China AI start-up funding triples to $16.2b in Q1 2026 on LLM, robotics bets
Synopsis
Key Takeaways
China's artificial intelligence start-up ecosystem drew more than 110 billion yuan (US$16.2 billion) in funding during the first quarter of 2026, nearly tripling year on year as investors accelerated bets on large language models (LLMs) and embodied AI. The 185 per cent surge from the same period last year underscores a sharp escalation in capital flows into China's technology sector, according to data released on Thursday, 22 May 2026 by Beijing-based venture capital and private equity research firm Zero2IPO Research.
Scale of the AI funding surge
The AI-specific jump outpaced the broader private equity and venture capital market, which recorded 2,568 deals worth 234.4 billion yuan in the March quarter — a year-on-year rise of nearly 5 per cent in deal volume and over 15 per cent in value, according to the Zero2IPO Research report. The divergence signals that AI is absorbing a disproportionate share of available capital, compressing deal activity in adjacent sectors.
Who led the mega-rounds
Several of the quarter's largest fundraising rounds were completed by leading generative AI developers, including Moonshot AI, StepFun, Z.ai (formerly Zhipu AI), and MiniMax, as well as embodied AI firm Galaxea AI. The blockbuster rounds reflect intense investor appetite for automation and advanced computing infrastructure. Cornerstone investments in Hong Kong initial public offerings also remained active during the period, the report noted.

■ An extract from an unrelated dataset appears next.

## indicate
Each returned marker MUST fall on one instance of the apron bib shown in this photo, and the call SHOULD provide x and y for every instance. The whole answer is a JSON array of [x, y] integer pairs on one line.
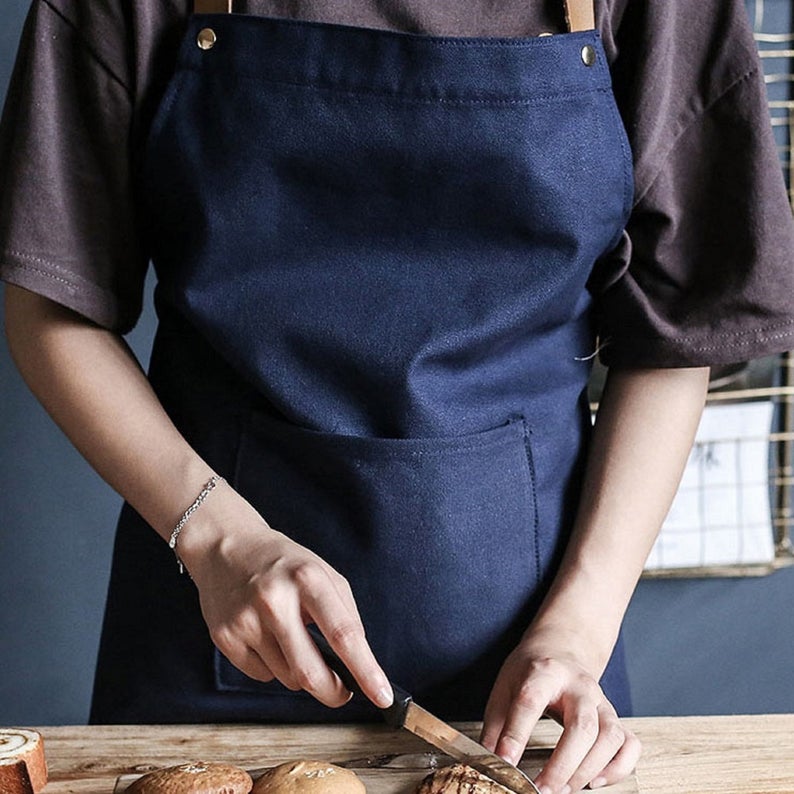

Foreign capital makes a dramatic comeback
One of the report's most striking findings was a sharp rebound in foreign-currency deal-making. The number of foreign-currency deals more than doubled year on year to 210, while disclosed investment value surged over 495 per cent to 67.3 billion yuan, with capital primarily targeting AI and consumer companies, according to Zero2IPO Research. The reversal suggests international investors are reassessing risk appetite toward China's technology ecosystem after a prolonged period of caution.
The competitive backdrop
By contrast, yuan-denominated investments fell nearly 13 per cent to 167.1 billion yuan, reflecting continued domestic liquidity constraints even as foreign inflows surged. The divergence between offshore and onshore capital trends points to a bifurcated funding environment — global investors chasing AI upside while domestic funds remain selective. China's AI push is unfolding against a backdrop of intensifying competition with US developers, ongoing semiconductor export controls, and a government-backed drive to commercialise homegrown LLMs.
What's next
The momentum established in Q1 2026 is expected to sustain pressure on global AI valuations as Chinese developers scale inference infrastructure and pursue international markets. Investors and policymakers will be watching whether the foreign-capital rebound persists through the second quarter — and whether embodied AI firms like Galaxea AI can convert fundraising momentum into deployable products at scale.